La forme, dans un sens phénoménologique s’oppose au fond et c’est là toute la subtilité de la chose car il n’est aisé pour personne d’avoir du discernement dans cette affaire.
Dans ce contexte d’affrontement des mondes il s’agit cependant de ne pas céder au manichéisme, de ne pas positionner systématiquement les uns contre les autres.
Il est important de se poser la question de savoir où nous nous situons chacun dans ce monde.
Puisque nous parlons de culture et d’élitisme du savoir, il apparaît crucial de revenir sur la notion de la transmission des savoirs.
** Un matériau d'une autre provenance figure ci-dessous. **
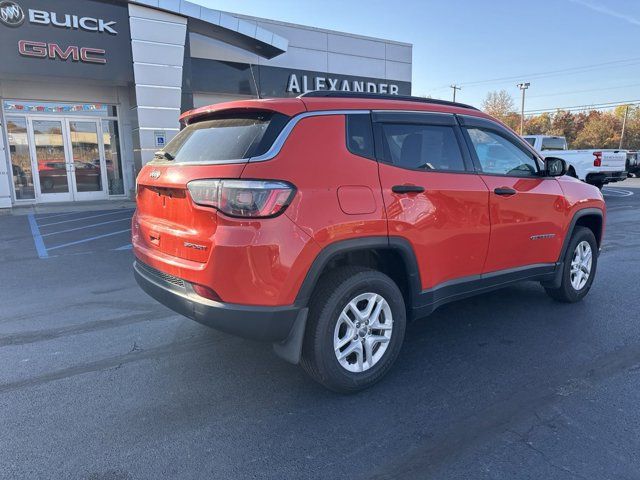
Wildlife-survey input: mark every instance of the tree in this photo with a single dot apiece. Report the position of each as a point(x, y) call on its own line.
point(538, 125)
point(563, 124)
point(499, 104)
Enseignement scolaire, enseignement artistique ou sportif.
Pouvons-nous observer le fait que chacun de nous à titre individuel ou en tant que structure éducative est peut-être une victime du ruissellement de l’ignorance, guidé par le marché : nous serions des victimes collatérales de la culture qui nivelle vers le bas dans un ultime sabordage.
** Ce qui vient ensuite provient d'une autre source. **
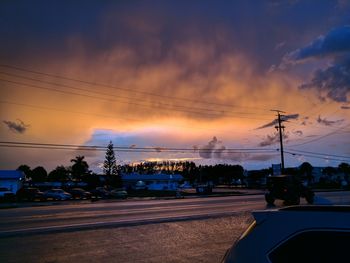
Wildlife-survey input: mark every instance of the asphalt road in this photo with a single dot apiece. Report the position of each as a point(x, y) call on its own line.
point(78, 216)
point(186, 230)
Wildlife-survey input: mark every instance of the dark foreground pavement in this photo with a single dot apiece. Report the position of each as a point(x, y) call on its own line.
point(190, 241)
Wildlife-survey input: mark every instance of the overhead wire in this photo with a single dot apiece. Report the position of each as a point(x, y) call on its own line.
point(127, 148)
point(113, 95)
point(125, 89)
point(168, 107)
Les structures d’éducation populaire qui sont dans l’urgence de colmater la désintégration des tissus sociaux que l’état abandonne ne cèdent-elles pas à la forme plutôt qu’au fond ? Sont-elles encore capables de défendre avec des convictions profondes les principes singuliers de créations, le cheminement et la réflexion des artistes avec qui elles travaillent ?
Sont-elles capables de mettre en valeur la création, moteur et raison d’être de toute société depuis l’histoire de l’humanité ou cèdent-elles à leur tour à la forme : faire du lien social quel qu’en soit le moyen, dans l’empressement, en ignorant ou méconnaissant le fond ne serait-il pas une autre manière de sombrer dans le populisme (en abandonnant le populaire).
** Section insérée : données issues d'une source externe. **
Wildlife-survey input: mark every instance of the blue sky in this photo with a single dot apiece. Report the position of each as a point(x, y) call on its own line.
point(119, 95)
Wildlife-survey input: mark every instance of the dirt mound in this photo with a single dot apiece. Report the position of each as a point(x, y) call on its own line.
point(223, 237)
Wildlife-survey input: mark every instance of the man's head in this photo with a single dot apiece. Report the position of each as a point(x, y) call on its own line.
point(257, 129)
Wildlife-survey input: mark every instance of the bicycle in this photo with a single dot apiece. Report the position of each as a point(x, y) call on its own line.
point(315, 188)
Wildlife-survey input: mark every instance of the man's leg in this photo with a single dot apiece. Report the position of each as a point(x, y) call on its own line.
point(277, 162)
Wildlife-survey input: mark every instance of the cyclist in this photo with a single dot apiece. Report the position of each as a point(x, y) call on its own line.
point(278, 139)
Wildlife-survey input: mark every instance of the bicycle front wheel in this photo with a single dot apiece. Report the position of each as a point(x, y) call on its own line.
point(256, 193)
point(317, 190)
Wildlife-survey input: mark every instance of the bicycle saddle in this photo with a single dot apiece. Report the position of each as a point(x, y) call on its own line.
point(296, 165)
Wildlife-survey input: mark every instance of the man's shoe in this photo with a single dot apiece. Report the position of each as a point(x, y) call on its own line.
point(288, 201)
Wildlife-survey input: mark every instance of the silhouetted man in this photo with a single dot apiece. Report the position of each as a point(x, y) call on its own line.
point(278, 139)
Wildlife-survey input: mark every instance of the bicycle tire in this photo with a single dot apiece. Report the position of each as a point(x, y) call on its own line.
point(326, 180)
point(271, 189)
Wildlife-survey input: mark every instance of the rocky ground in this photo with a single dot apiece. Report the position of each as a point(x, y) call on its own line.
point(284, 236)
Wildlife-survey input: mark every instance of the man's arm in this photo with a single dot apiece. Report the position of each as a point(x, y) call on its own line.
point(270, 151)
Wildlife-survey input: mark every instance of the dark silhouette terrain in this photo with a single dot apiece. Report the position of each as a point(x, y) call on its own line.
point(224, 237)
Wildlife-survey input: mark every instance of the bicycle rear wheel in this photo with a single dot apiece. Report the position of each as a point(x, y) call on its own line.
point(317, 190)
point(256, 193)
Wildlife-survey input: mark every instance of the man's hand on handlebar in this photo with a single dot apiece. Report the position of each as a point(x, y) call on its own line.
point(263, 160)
C’est pourtant le fond d’un discours, d’une pratique, d’un art qui est porteur de sens et il paraît dangereux d’utiliser l’enseignement de certains arts uniquement comme des prétextes, nous perdrions certainement l’essence de ces mêmes arts, qui marient habilement tradition et création.
Si nous « utilisons » l’art et la culture comme un prétexte, pour sa forme au lieu d’en offrir le fond sans souhaiter autre contrepartie que l’élévation des consciences, nous aurons tôt fait de sombrer, à l’instar des médias abrutissants, dans ce « fast-food culturel ».
La première raison d’être d’un art est justement d’être un art ; c’est à dire qu’il porte en lui-même les valeurs qui donnent sens au monde mais il n’est pas prétexte à communiquer ou faire du lien social, il porte dans son propre langage tous les éléments de ses multiples et innombrables discours ; en prenant la chose dans sa forme seulement, on dénature l’œuvre et on ôte son impact sur l’être.
La complexité des choses veut que c’est en son cœur même que ce monde de la consommation doit se transformer ; on peut s’opposer à un système, à un dogme, mais on peut constater aussi que la transformation de l’intérieur de l’être et de la structure est la seule chose qui puissent donner du sens ; il suffit de regarder couler de l’eau sur de la terre, si on lui oppose un barrage, elle contournera et continuera sa route différemment mais ne stagnera pas. L’opposition à un système de pensée a une limite, la transformation dans l’action depuis l’intérieur a bien plus de chance d’aboutir. Alors pour transformer les consciences il faut aussi de la conscience, alpha et oméga d’un monde à réinventer en permanence depuis la nuit des temps, celui qui nous permettra de sortir d’une pensée unique et mercantile.
Citons encore pour finir Pierre Bourdieu : « Il faut défendre les conditions de production nécessaires pour faire progresser l’universel et en même temps, il faut travailler à généraliser les conditions d’accès à l’universel pour faire en sorte que de plus en plus de gens remplissent les conditions nécessaires pour s’approprier l’universel ».